Another brilliant piece from a GUNNAS WRITING MASTERCLASS WRITER.
The first time I was photographed with the boots I knew they were way too big. I stood next to them and they were as tall as me. The photo showed the Valley in the background and those giant boots diminished me. Had I ever been that small? As a young boy I longed to grow up, to be tall enough, so that I could wear those boots. I hungered for the time when I could stride across the Valley in those boots. To be able to be tall enough to wear the boots, rather than stand inside them, or be overwhelmed by them.
They were black and shiny, made of fine grain leather. The boot-maker had crafted them for my great uncle on request. They fitted him perfectly. He wore them walking through the Valley as he went about his work. But he had left them when he went off to France…and he never came back for them. He died over there, before I was born, but I seemed to always know the journey of the boots and their wearer. The boots were worn in, but well cared for. The leather shiny and supple, the soles worn but not shabby, evidence of having been reshod, all scuff marks polished away. They usually stayed in the cupboard under the stairs, in a box that seemed to have been made especially for them. Awaiting the return of the owner to once again place them on the floorboards, sit on the box beside the hearth and don them to walk into another ordinary day, walking.

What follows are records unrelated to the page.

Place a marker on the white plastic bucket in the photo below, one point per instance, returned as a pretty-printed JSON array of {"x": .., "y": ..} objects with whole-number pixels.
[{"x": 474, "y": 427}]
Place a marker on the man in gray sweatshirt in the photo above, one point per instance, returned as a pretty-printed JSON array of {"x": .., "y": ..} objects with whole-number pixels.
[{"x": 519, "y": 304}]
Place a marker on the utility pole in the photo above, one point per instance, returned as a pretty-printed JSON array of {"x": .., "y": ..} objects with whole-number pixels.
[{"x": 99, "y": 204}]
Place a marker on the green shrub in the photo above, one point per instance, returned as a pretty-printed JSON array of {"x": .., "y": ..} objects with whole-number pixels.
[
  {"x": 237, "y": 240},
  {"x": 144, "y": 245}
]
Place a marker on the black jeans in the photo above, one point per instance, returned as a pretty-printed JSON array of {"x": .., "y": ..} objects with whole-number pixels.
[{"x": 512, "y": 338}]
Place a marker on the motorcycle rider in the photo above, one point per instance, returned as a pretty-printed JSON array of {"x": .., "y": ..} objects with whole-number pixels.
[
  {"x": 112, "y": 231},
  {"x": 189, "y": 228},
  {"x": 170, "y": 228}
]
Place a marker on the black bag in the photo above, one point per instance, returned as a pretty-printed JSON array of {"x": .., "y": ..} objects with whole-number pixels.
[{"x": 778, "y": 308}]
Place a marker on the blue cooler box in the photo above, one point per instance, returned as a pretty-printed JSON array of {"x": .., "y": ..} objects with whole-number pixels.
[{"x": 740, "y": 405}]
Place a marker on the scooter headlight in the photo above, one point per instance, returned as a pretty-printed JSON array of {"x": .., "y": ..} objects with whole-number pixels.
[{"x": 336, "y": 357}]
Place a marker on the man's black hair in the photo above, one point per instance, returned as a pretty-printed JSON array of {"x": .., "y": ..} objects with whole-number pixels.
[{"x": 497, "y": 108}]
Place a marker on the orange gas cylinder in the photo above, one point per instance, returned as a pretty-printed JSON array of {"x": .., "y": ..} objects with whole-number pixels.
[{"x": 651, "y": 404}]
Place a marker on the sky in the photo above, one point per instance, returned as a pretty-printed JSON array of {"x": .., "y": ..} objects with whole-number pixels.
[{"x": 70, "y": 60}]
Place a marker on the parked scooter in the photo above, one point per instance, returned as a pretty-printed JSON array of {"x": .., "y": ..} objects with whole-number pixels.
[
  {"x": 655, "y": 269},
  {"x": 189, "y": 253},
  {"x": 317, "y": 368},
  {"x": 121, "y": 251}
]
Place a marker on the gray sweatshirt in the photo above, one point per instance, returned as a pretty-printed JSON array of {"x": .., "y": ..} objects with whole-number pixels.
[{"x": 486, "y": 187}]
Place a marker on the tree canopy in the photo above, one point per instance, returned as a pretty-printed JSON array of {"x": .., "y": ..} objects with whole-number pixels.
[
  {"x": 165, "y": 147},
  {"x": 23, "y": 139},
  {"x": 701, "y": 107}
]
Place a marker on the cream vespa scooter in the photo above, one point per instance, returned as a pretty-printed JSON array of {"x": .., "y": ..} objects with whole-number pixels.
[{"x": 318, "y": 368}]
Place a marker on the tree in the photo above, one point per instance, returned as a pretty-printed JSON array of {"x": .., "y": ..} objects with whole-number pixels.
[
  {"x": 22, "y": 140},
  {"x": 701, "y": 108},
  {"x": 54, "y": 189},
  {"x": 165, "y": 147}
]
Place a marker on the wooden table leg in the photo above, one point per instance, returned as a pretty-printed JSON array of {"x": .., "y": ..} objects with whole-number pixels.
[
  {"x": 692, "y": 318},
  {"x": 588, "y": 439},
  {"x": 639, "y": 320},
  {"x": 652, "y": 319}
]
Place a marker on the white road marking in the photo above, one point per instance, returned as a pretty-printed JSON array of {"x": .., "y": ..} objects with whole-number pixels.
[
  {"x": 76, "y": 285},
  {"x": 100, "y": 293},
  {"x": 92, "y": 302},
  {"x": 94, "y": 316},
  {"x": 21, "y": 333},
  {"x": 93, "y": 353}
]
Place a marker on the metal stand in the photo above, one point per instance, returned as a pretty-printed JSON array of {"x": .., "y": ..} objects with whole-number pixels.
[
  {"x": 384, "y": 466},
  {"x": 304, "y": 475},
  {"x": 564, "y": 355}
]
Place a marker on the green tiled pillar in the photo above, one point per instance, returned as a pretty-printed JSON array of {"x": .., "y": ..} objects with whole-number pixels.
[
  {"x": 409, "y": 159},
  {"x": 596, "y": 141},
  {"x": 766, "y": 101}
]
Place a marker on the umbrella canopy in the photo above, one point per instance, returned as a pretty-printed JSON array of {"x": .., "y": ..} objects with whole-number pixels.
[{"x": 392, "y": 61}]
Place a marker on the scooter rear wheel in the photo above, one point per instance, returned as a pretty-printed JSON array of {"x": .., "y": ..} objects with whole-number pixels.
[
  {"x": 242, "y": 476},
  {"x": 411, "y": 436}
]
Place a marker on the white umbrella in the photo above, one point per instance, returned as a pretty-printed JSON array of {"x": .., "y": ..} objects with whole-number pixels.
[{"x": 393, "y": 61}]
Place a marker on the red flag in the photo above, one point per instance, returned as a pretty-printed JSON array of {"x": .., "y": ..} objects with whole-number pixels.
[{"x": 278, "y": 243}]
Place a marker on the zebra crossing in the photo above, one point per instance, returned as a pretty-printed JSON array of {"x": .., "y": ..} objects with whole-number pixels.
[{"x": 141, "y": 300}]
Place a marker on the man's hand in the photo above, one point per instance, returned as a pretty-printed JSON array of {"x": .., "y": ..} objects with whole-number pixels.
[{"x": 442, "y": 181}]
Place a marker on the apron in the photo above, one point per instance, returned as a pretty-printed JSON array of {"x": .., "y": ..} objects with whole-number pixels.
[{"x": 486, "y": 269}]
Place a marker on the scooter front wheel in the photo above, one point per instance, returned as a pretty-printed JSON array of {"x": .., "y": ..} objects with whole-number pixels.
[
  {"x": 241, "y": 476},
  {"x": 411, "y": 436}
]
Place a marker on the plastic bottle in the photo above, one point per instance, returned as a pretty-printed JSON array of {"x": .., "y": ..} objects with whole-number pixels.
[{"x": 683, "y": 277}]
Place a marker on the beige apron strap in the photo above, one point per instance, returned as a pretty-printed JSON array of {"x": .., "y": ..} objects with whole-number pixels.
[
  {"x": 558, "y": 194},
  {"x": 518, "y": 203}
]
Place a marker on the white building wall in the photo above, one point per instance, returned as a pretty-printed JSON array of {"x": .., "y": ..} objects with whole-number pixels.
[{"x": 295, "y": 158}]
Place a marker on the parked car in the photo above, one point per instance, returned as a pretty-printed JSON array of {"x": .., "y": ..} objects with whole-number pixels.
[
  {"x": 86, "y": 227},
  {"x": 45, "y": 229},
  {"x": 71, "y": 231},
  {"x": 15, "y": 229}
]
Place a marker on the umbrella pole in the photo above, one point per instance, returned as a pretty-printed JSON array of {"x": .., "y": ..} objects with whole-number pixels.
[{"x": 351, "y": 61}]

A dog barked in the Valley below distracting me from my reverie of the photo. That dog was one of the progeny of my great uncle’s dog. A farm dog and a true companion to me. A border collie, breathtakingly black with one white star on the forehead. Fiercely loyal and constant, perennially gentle. We had walked through the Valley together on many days. Checking this, fixing that, tending to that animal in need, ensuring this fence was repaired and then returning to the cottage at the end of the day.

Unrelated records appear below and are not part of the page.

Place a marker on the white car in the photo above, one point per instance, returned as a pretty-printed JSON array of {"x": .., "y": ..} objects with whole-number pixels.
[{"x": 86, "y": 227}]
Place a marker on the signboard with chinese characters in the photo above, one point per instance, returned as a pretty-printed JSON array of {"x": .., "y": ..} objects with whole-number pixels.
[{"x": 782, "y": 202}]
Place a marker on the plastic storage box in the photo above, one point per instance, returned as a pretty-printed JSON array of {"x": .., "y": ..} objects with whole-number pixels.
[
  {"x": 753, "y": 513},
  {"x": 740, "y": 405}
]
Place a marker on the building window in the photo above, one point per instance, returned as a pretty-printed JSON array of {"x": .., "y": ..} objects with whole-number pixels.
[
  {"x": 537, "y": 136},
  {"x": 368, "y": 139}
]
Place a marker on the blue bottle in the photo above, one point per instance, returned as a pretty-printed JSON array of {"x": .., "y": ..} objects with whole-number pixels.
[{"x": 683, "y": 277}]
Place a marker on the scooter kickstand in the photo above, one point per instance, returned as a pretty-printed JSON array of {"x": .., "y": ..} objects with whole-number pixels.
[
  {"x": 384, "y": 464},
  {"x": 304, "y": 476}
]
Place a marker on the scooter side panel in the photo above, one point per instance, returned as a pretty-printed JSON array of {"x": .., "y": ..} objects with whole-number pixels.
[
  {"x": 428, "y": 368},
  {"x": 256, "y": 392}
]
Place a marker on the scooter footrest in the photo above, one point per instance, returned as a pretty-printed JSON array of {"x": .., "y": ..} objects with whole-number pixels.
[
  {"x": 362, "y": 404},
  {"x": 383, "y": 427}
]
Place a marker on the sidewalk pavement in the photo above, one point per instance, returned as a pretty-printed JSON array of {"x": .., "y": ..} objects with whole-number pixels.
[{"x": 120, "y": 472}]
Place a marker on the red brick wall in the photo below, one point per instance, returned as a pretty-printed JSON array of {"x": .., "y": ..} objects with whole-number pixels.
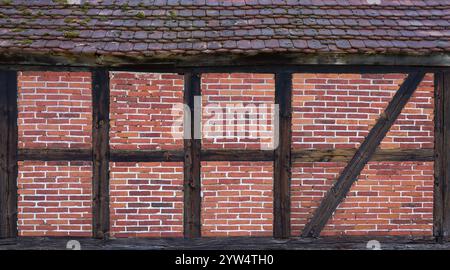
[
  {"x": 390, "y": 198},
  {"x": 246, "y": 102},
  {"x": 330, "y": 111},
  {"x": 55, "y": 110},
  {"x": 55, "y": 198},
  {"x": 338, "y": 110},
  {"x": 237, "y": 198},
  {"x": 146, "y": 199},
  {"x": 141, "y": 106}
]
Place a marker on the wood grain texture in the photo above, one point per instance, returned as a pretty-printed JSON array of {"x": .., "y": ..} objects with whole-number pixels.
[
  {"x": 8, "y": 154},
  {"x": 100, "y": 153},
  {"x": 192, "y": 163},
  {"x": 351, "y": 172},
  {"x": 225, "y": 243},
  {"x": 441, "y": 206},
  {"x": 282, "y": 162}
]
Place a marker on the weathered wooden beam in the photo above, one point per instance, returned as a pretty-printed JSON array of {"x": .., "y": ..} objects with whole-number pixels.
[
  {"x": 237, "y": 155},
  {"x": 192, "y": 163},
  {"x": 344, "y": 155},
  {"x": 298, "y": 155},
  {"x": 100, "y": 153},
  {"x": 231, "y": 61},
  {"x": 227, "y": 244},
  {"x": 441, "y": 206},
  {"x": 351, "y": 172},
  {"x": 282, "y": 162},
  {"x": 8, "y": 154}
]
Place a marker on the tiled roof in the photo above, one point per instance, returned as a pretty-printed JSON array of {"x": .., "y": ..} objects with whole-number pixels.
[{"x": 180, "y": 27}]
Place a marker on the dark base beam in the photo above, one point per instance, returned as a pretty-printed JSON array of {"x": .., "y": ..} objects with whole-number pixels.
[
  {"x": 226, "y": 243},
  {"x": 8, "y": 154}
]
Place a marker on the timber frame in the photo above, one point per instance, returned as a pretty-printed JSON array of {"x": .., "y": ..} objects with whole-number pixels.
[{"x": 192, "y": 155}]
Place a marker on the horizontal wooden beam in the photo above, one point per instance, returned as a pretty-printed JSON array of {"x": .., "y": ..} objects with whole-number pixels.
[
  {"x": 299, "y": 155},
  {"x": 277, "y": 61},
  {"x": 225, "y": 243},
  {"x": 344, "y": 155}
]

My great uncle’s dog was gentle too. Whenever the boots came out and were placed beside the hearth, it was if she could sense my great uncle nearby. Her ears would prick up and she would almost stand to attention, waiting. Perhaps it was the smell of the leather, that still contained some essence of my great uncle, perhaps it was the sound of them being placed on the wooden floor, as if in readiness to be donned then off for the walk, striding through the Valley, the pair of them side by side, on their daily journey of repairs and tending.

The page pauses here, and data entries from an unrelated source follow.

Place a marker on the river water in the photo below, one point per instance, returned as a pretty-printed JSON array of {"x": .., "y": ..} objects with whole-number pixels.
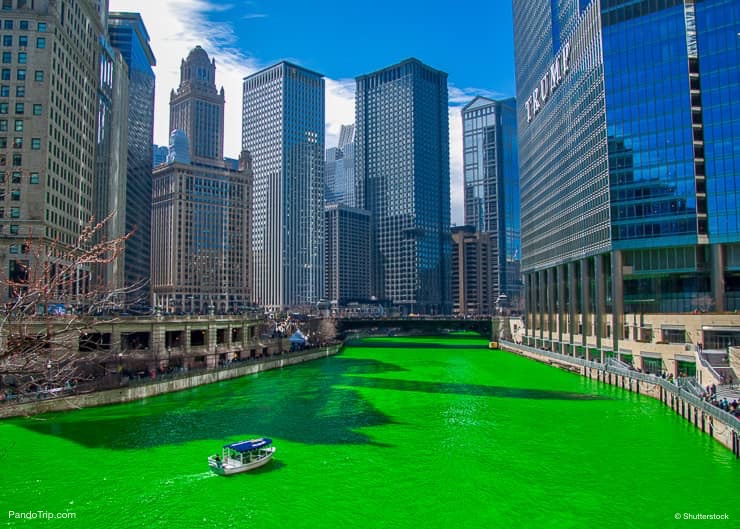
[{"x": 398, "y": 433}]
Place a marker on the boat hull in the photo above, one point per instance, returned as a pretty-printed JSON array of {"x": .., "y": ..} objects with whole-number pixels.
[{"x": 232, "y": 466}]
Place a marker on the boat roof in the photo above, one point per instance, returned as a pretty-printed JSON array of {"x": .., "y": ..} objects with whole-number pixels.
[{"x": 252, "y": 444}]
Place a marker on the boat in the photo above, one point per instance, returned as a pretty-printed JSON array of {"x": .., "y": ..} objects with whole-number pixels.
[{"x": 242, "y": 456}]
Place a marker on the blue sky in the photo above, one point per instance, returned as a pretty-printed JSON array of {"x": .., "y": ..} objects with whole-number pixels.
[{"x": 471, "y": 40}]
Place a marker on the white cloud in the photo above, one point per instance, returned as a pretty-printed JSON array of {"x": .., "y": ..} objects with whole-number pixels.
[{"x": 177, "y": 26}]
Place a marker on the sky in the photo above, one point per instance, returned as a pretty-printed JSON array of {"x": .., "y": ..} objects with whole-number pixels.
[{"x": 471, "y": 40}]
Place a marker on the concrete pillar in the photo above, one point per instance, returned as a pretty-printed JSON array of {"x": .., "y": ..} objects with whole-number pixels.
[
  {"x": 717, "y": 276},
  {"x": 617, "y": 297},
  {"x": 586, "y": 298}
]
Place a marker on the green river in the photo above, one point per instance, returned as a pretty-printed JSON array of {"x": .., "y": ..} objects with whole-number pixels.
[{"x": 398, "y": 433}]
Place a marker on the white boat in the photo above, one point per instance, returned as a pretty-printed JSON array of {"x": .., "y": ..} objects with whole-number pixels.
[{"x": 242, "y": 456}]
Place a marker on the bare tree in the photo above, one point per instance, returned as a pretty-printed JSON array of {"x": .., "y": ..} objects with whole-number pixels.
[{"x": 51, "y": 308}]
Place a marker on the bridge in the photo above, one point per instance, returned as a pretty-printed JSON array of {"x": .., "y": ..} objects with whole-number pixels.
[{"x": 429, "y": 324}]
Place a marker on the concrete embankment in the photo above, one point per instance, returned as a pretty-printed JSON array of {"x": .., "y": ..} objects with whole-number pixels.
[
  {"x": 159, "y": 387},
  {"x": 713, "y": 421}
]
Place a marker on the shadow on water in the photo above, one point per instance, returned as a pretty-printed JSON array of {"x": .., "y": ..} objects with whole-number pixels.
[
  {"x": 476, "y": 390},
  {"x": 302, "y": 404}
]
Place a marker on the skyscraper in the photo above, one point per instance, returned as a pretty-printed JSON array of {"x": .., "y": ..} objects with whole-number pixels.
[
  {"x": 403, "y": 179},
  {"x": 128, "y": 34},
  {"x": 283, "y": 131},
  {"x": 197, "y": 108},
  {"x": 201, "y": 206},
  {"x": 49, "y": 104},
  {"x": 630, "y": 216},
  {"x": 491, "y": 172},
  {"x": 339, "y": 173}
]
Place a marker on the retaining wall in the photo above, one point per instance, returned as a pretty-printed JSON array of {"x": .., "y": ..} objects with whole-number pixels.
[{"x": 713, "y": 421}]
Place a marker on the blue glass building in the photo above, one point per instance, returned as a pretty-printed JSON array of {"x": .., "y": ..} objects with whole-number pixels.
[
  {"x": 630, "y": 173},
  {"x": 128, "y": 34},
  {"x": 403, "y": 178},
  {"x": 491, "y": 173}
]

The old dog would bark in anticipation and my grandmother would shush her. Firmly imploring the dog to settle. Her eyes glistening with the memory of her brother. She knew about loss. She knew about waiting. She knew about remembering. She knew the dog missed the man and that the wait had been too long for that loyal companion. I remember sometimes wondering why my grandmother seemed so sad each time the boots were taken out and then later in the day put away. It only seemed to happen once or twice a year. I didn’t understand then. But in time to come understanding would seep into my consciousness and I would be aware of the loss and the need to remember.
I recognized that memory and loss go together. That loss of a person is found in memory. That in memory the loss can be acute. The recollection can bring tears to the eye, tears of sadness and tears of loss for what could have been. But that bittersweet moment of recollection, while creating certainty that it can never be a newly formed event, still allows for the mind to play out the scene. And so it was for my grandmother whose memory would be tweaked by sound or smell, by bark of dog or scent of leather. The remembering of her brother with the placing of the boots by the hearth was enough to honour him, to remember the man.
As a child I would smell the leather, that heady musty smell, but it held no memory of my great uncle for me. In time to come I would understand that they were his boots. He had worn them in. Worn them while striding across the Valley. And that photo would trigger memories of my grandmother, as I gazed at myself standing there next to the boots once again. And then the smell of those boots would conjure up, not a man gone off to war and not returned, but my grandmother’s kitchen, a place of roast dinners and scones, of marmalade and jam tarts, of lemon curd and the best roast potatoes you have ever had.
Until finally I was old enough to pull all those threads of the story together, to collect the memories of smells and sounds and objects and faces. Then I could understand the import of that photo. It was like William standing in his boots next to his namesake.